If a person dies without leaving a Will, this is called dying intestate. How their estate will be distributed will depend on who they leave surviving them. The Administration Act 1903 (Act) is the legislation which sets out how the estate is divided for a person who dies without a Will. The Act takes into consideration only the assets which are held in a deceased person's sole name or defined interests in assets.
Changes were made to the Act in March 2022 which have increased the amounts which are to be given to certain people from an estate to start with (for example a spouse is to receive $472,000 up from $50,000) however they don't address a broader issue for people running a business.
When running a business or primary producing enterprise, assets are often held in trusts, corporate structures and even self managed superannuation funds. These assets do not form part of your estate and are dealt with in accordance with the relevant trust deeds or constitutions of the entities.

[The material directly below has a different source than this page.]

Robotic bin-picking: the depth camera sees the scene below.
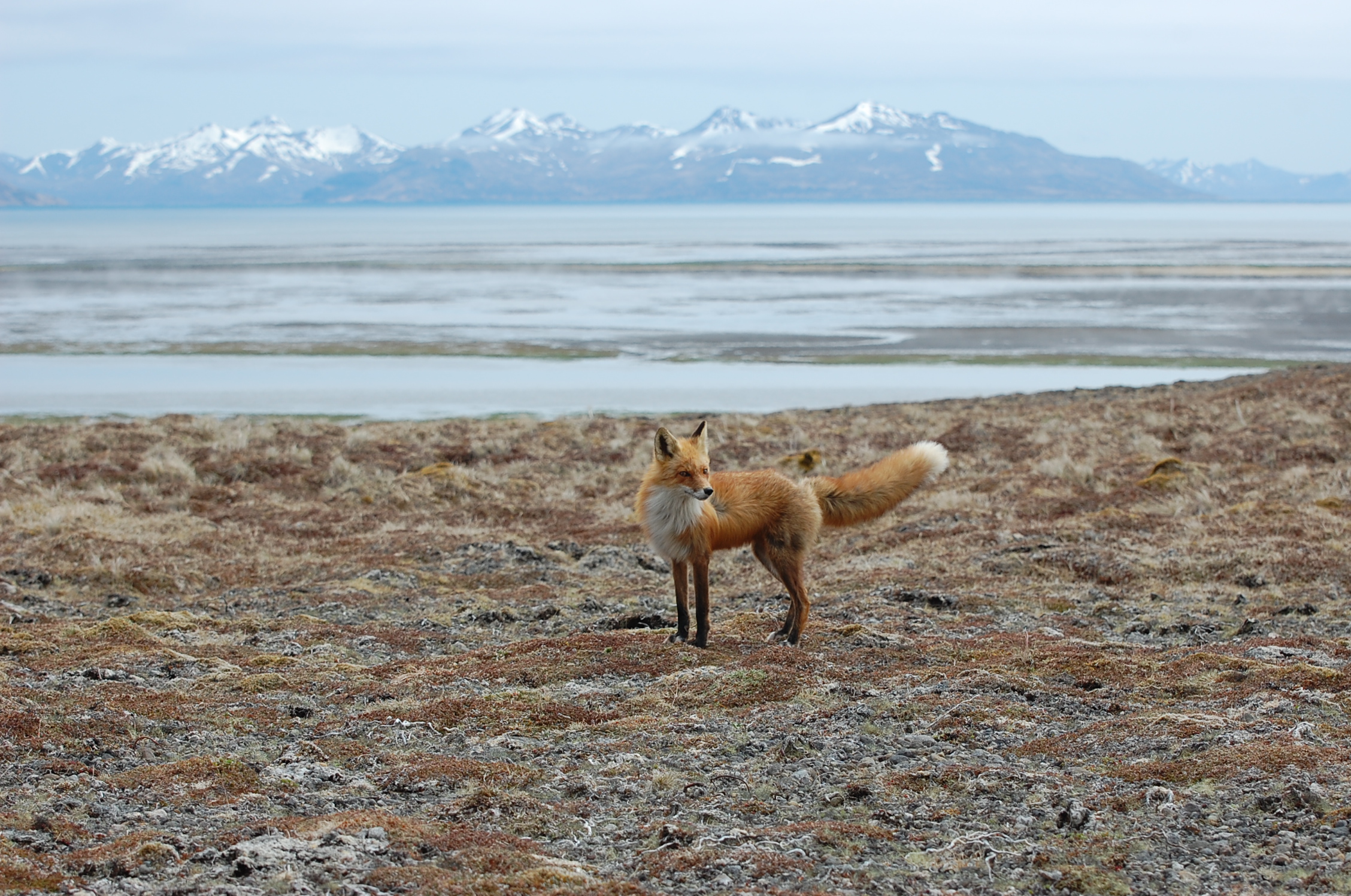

If you rely on the Act to dictate the distribution of your assets to beneficiaries after your death, you don't have any control as to how they are divided. As one example, if you own land in your own name and you have a number of people entitled to your estate this may require the land be carved up into smaller ownership parcels to satisfy the requirements of the division of your estate in accordance with the Act.
While families can work together and agree to divide an estate differently to the terms of the legislation to do so can be difficult as it requires the agreement of all beneficiaries and also it may mean that there are significant tax and duty costs for transferring of assets which could have been avoided with proper estate planning.
The content of this article is intended to provide a general guide to the subject matter. Specialist advice should be sought about your specific circumstances.